This serves as a placeholder page for all the installments of my data set for machine learning preparation tutorial. As creating good data sets is where machine learning and data science intersect (otherwise they aren’t exactly interchangeable fields), this will have relevant information for both machine learning engineers and data scientists alike.
This focus on data set creation coincides with my guiding principles: machine learning and data science ought to be explainable and ethically sound. If it works, but you can’t explain why, then it doesn’t really work. If it can’t be used to make the world a better place, then it isn’t useful.
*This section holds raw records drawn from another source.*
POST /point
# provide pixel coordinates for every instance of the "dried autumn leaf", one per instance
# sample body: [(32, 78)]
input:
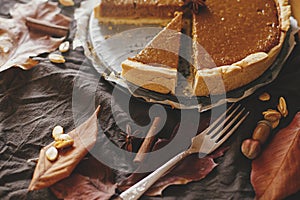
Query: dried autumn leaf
[(183, 173), (18, 44), (47, 173), (275, 174), (86, 183)]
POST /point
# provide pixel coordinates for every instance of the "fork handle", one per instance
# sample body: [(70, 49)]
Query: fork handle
[(138, 189)]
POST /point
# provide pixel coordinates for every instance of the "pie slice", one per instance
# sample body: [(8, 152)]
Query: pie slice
[(155, 67), (137, 11)]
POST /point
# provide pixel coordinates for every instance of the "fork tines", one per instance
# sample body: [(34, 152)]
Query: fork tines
[(229, 121)]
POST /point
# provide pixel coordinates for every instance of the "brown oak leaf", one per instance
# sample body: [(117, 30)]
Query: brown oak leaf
[(275, 174), (47, 173), (85, 183), (18, 43), (183, 173)]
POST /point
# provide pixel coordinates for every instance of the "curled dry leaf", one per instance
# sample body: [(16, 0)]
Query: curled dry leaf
[(85, 183), (282, 107), (264, 96), (182, 174), (275, 174), (47, 173), (18, 43)]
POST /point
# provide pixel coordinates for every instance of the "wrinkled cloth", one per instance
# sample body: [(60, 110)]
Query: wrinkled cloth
[(32, 102)]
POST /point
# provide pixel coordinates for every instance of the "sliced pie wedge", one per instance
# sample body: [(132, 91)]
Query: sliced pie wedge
[(155, 67)]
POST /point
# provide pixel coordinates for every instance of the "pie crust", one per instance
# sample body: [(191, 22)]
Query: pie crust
[(155, 67), (206, 81), (225, 78)]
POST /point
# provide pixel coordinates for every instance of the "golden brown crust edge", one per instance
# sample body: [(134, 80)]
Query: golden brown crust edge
[(226, 78), (158, 79)]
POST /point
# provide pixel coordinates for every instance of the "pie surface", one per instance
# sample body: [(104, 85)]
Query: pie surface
[(155, 67), (234, 42)]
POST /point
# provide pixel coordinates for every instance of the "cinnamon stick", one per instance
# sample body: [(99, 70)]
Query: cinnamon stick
[(46, 27), (147, 143)]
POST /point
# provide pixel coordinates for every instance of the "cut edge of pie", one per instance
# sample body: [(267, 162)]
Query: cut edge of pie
[(222, 79), (146, 69)]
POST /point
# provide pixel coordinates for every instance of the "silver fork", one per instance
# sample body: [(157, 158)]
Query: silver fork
[(205, 142)]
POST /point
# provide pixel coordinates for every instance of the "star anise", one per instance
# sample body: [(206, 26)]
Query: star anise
[(195, 5), (127, 138)]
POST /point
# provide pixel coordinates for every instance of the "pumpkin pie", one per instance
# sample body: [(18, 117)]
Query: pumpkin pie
[(234, 41), (155, 67)]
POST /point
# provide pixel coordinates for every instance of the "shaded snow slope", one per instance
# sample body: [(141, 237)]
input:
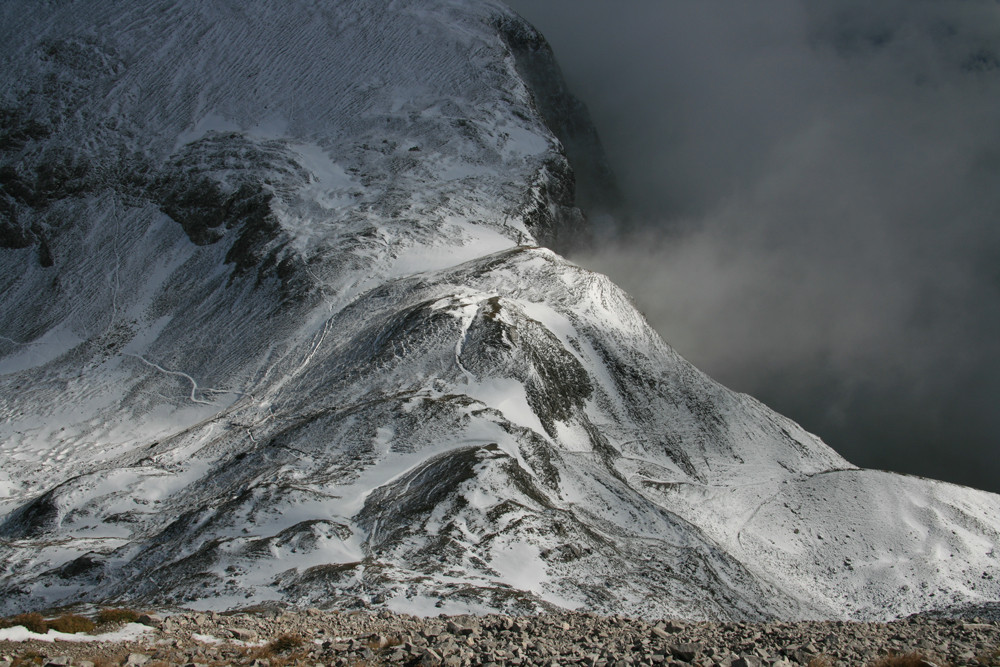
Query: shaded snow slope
[(279, 327)]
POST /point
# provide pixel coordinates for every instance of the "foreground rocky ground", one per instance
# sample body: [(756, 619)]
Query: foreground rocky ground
[(312, 637)]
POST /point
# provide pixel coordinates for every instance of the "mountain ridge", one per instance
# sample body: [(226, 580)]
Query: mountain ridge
[(286, 332)]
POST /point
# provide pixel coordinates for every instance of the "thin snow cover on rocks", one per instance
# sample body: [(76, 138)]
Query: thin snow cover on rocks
[(567, 638), (281, 327)]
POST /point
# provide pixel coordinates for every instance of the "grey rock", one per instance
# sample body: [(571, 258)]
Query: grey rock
[(430, 657), (154, 620)]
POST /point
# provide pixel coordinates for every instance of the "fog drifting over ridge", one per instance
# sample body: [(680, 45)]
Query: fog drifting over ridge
[(814, 192)]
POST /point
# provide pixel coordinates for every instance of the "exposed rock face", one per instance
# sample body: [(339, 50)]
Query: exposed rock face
[(283, 330), (331, 638)]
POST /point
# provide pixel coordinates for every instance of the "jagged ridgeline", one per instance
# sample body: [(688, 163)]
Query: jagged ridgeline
[(283, 319)]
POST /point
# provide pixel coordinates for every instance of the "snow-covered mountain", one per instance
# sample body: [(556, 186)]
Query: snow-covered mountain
[(278, 325)]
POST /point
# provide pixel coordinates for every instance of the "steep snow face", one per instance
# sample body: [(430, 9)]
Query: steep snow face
[(281, 330)]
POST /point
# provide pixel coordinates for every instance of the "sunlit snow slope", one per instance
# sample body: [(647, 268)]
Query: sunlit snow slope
[(277, 324)]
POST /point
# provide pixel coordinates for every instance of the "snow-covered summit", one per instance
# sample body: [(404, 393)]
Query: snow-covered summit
[(278, 326)]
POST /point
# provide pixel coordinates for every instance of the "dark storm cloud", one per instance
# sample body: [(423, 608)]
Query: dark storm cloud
[(815, 193)]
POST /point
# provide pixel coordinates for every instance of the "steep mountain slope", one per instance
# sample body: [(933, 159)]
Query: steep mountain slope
[(278, 326)]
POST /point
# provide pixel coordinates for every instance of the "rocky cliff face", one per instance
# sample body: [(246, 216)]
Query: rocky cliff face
[(280, 327)]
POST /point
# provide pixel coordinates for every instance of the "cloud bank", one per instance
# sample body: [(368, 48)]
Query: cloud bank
[(814, 206)]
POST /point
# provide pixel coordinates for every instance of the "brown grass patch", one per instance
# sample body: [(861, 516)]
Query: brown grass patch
[(284, 644)]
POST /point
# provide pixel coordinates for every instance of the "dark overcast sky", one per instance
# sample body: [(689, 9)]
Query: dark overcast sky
[(815, 191)]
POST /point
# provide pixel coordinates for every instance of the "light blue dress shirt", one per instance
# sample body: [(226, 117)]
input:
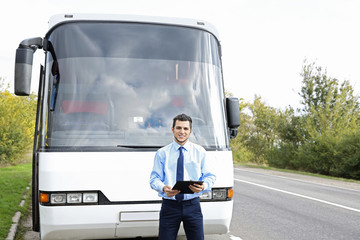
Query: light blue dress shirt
[(165, 165)]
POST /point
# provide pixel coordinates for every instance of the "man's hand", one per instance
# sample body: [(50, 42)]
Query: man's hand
[(196, 187), (169, 192)]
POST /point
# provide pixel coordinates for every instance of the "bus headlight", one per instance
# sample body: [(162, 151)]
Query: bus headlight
[(90, 197), (59, 198), (74, 198), (68, 198), (206, 196), (219, 194)]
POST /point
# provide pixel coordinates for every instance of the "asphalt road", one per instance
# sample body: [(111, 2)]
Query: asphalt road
[(271, 205)]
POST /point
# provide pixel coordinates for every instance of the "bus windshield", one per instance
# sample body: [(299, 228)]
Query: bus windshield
[(110, 84)]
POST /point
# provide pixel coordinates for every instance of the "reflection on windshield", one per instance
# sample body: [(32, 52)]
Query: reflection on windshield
[(120, 101)]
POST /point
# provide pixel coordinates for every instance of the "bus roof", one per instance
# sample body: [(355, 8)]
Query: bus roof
[(186, 22)]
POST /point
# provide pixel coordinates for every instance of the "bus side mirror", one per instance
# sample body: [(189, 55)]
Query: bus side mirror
[(23, 65), (233, 115)]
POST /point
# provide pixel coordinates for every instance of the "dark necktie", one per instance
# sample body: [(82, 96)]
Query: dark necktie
[(180, 172)]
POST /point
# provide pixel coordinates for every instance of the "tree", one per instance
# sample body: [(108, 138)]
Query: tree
[(17, 121)]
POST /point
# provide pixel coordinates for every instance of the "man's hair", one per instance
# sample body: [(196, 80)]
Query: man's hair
[(182, 117)]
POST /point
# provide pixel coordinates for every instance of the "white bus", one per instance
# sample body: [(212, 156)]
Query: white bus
[(108, 90)]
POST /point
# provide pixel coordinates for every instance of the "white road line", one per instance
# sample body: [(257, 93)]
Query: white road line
[(299, 195), (299, 180), (234, 238)]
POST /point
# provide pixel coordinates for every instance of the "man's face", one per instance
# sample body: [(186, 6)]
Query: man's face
[(181, 131)]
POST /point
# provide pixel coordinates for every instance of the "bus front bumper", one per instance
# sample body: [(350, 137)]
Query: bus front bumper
[(121, 221)]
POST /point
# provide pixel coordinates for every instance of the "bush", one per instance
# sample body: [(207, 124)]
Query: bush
[(17, 122)]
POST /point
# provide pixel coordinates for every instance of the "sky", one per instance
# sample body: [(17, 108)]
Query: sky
[(264, 42)]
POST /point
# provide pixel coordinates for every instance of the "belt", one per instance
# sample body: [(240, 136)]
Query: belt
[(184, 202)]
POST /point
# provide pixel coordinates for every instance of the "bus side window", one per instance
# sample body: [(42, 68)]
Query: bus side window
[(82, 115)]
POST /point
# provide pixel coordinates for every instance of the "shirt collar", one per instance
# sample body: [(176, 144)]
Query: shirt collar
[(186, 145)]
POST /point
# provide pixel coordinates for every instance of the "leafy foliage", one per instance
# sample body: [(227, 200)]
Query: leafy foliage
[(322, 137), (17, 121)]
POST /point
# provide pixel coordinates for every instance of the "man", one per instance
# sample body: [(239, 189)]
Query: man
[(181, 160)]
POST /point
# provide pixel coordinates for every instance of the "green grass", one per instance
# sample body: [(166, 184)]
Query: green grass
[(13, 183)]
The tutorial shall mainly consist of a series of topics that build upon each other. Each of these topics shall end with some deeper challenges mainly from deductive and inductive logic, and correspond to the research I have done in the past and have going on at the moment. If you want to read a tutorial on handwriting recognition or how to import keras into a Jupyter notebook, those are a dime a dozen and you should look somewhere else.
Although this series will cover a lot of flavor-of-the-week ML topics, my overall goal involves delving into problems for ML that come from decision theory, inductive logic, and computational complexity. These problems are relevant yet underrepresented in the larger artificial intelligence corpus. In some cases they pose major foundational issues. Along the way I will pose some ethical quandaries which, as most ethical quandaries tend to go, have no straight-forward or correct solution.
This tutorial is not tied to a class or a book and is free to use non-commercially with attribution without explicit permission to modify it (Creative Commons: Attribution-NonCommercial-NoDerivs CC BY-NC-ND).